Republicans passed provisions during a December lame duck session that require Kaul to get the finance committee's permission to settle lawsuits. The language is designed to ensure Kaul can't weaken contentious Republican-authored statutes. Republican lawmakers filed a lawsuit earlier this month with the state Supreme Court alleging Kaul hasn't been complying with the law.
Kaul sent committee members an email Friday afternoon saying he wanted to meet quickly about a case.
The GOP moved Tuesday's meeting behind closed doors, citing a section of Wisconsin's open meetings law that allows closed meetings to deliberate with attorneys about potential litigation. Committee clerk Joe Malkasian said he didn't believe the committee had ever met in closed session before.
Republicans opened up the meeting after about 90 minutes but said they and Kaul were at a stalemate. They said they had no idea what the lawsuit is about because Kaul wouldn't tell them unless they signed non-disclosure agreements.

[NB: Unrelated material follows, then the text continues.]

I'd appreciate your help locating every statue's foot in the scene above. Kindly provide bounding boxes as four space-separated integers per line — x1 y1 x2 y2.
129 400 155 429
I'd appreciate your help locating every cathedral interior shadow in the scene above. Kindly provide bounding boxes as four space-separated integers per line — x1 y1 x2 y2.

After the meeting the committee's co-chairs, Rep. John Nygren of Marinette and Sen. Alberta Darling of River Hills, provided a copy of a letter they sent to Kaul on Aug. 19 telling him confidentiality agreements aren't needed because what's said during closed legislative committee sessions is inherently confidential. They also complained that Kaul has shared information with Democratic Gov. Tony Evers without requiring a non-disclosure agreement.
"Signing a confidentiality agreement is a nonstarter," they said in a joint statement.
Kaul warned during the meeting that there would be "significant harm to the state if we don't move forward." He didn't elaborate but said he couldn't take action on the settlement without a guarantee of confidentiality.
Bill Lueders, president of the Wisconsin Freedom of Information Council, said the state open meetings law does allow closed sessions to discuss litigation but nothing prohibits anyone who attended the session from talking about what was discussed.
Committee Democrats hinted that the lawsuit is a multi-state action that Kaul's predecessor Republican Brad Schimel joined, but they offered no further details. They complained that the permission-seeking process laid out in the lame duck laws is unworkable and will result in more impasses given that many settlements require confidentiality.
"Today was a mess and it cannot be how the state resolves complex litigation going forward," Rep. Evan Goyke of Milwaukee said.
Rep. Chris Taylor of Madison said she believes the closed session was illegal because the committee has no attorneys to consult. Nygren said Steve Fawcett from Assembly Speaker Robin Vos' staff and Jessie Augustyn from Senate Majority Leader Scott Fitzgerald's staff served as the panel's lawyers.
The Wisconsin Bar Association website shows both are licensed to practice law in Wisconsin. Democratic Sen. Jon Erpenbach of Middleton complained that the committee never formally appointed them as its attorneys. He also predicted Republicans would be harshly criticized for the closed session.
"There was a day when we were better than this," Erpenbach said. "People are going to find out about this and say 'what the hell is going on there?'"
Nygren countered that attorney generals have been unilaterally settling lawsuits for as long as he could remember. He said involving the finance committee "helps the public understand it better, not worse."
Kaul spokeswoman Gillian Drummond said the state Department of Justice has until Friday to agree to the settlement.
It was unclear where things stood as the meeting broke up. Nygren and other Republicans ignored reporters on their way out of the room. Sen. Luther Olsen was the only Republican who spoke to reporters, and he shrugged his shoulders and said he didn't know what was going on.